Protective Role of Acetylsalicylic Acid in Experimental Trypanosoma cruzi Infection: Evidence of a 15-epi-Lipoxin A ₄-Mediated Effect

Chagas' disease, produced by Trypanosoma cruzi, affects more than 8 million people, producing approximately 10,000 deaths each year in Latin America. Migration of people from endemic regions to developed countries has expanded the risk of infection, transforming this disease into a globally emerging problem. PGE ₂ and other eicosanoids contribute to cardiac functional deficits after infection with T. cruzi. Thus, the inhibition of host cyclooxygenase (COX) enzyme emerges as a potential therapeutic target. In vivo studies about the effect of acetylsalicylic acid (ASA) upon T. cruzi infection are controversial, and always report the effect of ASA at a single dose. Therefore, we aimed to analyze the effect of ASA at different doses in an in vivo model of infection and correlate it with the production of arachidonic acid metabolites. ASA decreased mortality, parasitemia, and heart damage in T. cruzi (Dm28c) infected mice, at the low doses of 25 and 50 mg/Kg. However, this effect disappeared when the high ASA doses of 75 and 100 mg/Kg were used. We explored whether this observation was related to the metabolic shift toward the production of 5-lipoxygenase derivatives, and although we did not observe an increase in LTB ₄ production in infected RAW cells and mice infected, we did find an increase in 15-epi-LXA ₄ (an ASA-triggered lipoxin). We also found high levels of 15-epi-LXA ₄ in T. cruzi infected mice treated with the low doses of ASA, while the high ASA doses decreased 15-epi-LXA ₄ levels. Importantly, 15-epi-LXA ₄ prevented parasitemia, mortality, and cardiac changes in vivo and restored the protective role in the treatment with a high dose of ASA. This is the first report showing the production of ASA-triggered lipoxins in T. cruzi infected mice, which demonstrates the role of this lipid as an anti-inflammatory molecule in the acute phase of the disease.

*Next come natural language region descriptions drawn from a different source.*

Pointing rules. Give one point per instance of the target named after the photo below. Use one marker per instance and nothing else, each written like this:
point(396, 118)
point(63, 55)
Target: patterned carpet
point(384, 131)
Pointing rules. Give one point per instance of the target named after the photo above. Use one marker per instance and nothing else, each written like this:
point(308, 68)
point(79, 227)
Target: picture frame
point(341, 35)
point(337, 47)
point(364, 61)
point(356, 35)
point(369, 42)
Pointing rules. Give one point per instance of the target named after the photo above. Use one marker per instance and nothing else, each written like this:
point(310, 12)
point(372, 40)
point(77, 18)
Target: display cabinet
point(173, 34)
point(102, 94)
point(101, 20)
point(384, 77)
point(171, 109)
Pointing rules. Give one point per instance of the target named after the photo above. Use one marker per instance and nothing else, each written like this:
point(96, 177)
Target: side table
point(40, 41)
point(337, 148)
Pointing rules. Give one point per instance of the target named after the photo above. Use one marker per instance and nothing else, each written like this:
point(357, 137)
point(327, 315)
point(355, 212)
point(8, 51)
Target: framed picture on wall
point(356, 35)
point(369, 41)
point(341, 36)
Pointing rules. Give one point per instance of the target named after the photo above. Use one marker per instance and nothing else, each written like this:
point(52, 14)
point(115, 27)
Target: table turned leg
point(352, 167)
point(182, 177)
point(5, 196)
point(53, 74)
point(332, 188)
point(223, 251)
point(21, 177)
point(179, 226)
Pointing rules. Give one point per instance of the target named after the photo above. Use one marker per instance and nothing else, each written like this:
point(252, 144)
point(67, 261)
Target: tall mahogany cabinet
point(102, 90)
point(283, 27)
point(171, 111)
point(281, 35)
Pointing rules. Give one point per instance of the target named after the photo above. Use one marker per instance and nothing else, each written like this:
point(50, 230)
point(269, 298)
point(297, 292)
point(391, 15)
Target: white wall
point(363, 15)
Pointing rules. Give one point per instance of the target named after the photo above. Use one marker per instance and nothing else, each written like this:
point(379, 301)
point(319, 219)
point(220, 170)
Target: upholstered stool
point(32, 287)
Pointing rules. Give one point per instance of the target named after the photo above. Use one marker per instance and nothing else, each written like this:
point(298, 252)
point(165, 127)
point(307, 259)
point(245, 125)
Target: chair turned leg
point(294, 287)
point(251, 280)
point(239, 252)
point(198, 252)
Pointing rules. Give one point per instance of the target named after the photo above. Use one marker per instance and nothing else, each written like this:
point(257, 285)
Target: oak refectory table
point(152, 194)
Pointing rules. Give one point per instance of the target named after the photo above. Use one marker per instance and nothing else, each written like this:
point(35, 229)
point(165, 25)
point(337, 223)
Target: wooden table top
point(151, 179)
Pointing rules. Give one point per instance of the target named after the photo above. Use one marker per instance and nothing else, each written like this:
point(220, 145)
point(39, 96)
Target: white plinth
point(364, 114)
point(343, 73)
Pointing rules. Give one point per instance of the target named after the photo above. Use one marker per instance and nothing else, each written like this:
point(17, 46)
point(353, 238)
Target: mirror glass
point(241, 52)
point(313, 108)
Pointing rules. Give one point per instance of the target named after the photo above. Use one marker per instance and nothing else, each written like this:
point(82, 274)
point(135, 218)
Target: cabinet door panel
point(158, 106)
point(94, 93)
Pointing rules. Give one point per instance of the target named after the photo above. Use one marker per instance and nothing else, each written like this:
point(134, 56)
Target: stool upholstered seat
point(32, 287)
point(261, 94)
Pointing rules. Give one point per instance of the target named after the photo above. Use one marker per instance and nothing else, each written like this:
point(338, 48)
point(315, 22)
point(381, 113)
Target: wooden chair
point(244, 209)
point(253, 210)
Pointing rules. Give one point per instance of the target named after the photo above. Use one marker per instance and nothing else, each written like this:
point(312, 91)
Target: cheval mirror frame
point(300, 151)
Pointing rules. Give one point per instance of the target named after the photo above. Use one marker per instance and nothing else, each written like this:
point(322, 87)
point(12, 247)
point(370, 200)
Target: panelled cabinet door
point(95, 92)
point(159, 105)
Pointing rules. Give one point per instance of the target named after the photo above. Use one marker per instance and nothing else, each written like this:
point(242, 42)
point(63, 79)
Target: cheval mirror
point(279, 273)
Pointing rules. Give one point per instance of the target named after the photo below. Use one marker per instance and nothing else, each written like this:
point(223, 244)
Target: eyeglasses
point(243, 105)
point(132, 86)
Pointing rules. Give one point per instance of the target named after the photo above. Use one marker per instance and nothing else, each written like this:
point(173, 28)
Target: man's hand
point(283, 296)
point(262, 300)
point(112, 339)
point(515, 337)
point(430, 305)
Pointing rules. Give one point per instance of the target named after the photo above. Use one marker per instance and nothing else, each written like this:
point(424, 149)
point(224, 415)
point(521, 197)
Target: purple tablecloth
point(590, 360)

Chagas' disease is an infection produced by the parasite Trypanosoma cruzi. This pathology is endemic in Latin America and has become a public health issue in some non-endemic countries like the USA, Spain and Australia. There is no curative treatment against Chagas' disease. NSAIDs, like aspirin, have been assayed as drugs with therapeutic potential in Chagas' disease, but the studies about this issue show contradictory results; also, the mechanism involved in aspirin effect is not yet clear. In this study, we explore a broad range of doses the protective role of aspirin. We found that aspirin has a therapeutic effect at low doses, an effect that disappears when doses are increased. This phenomenon correlates with the presence of 15-epi-LXA ₄, a molecule known as an “aspirin-triggered lipoxin,” which increases at low doses of aspirin, and decreases when aspirin dose is increased. 15-epi-LXA ₄ has been related with the anti-inflammatory effect of aspirin; in this setting, we found that 15-epi-LXA ₄ is able to decrease the cardiac inflammation and others parameters related with Chagas' disease. Finally, we present the first study that shows that the protective effect of aspirin on Chagas' disease could be mediated by the synthesis of 15-epi-LXA ₄.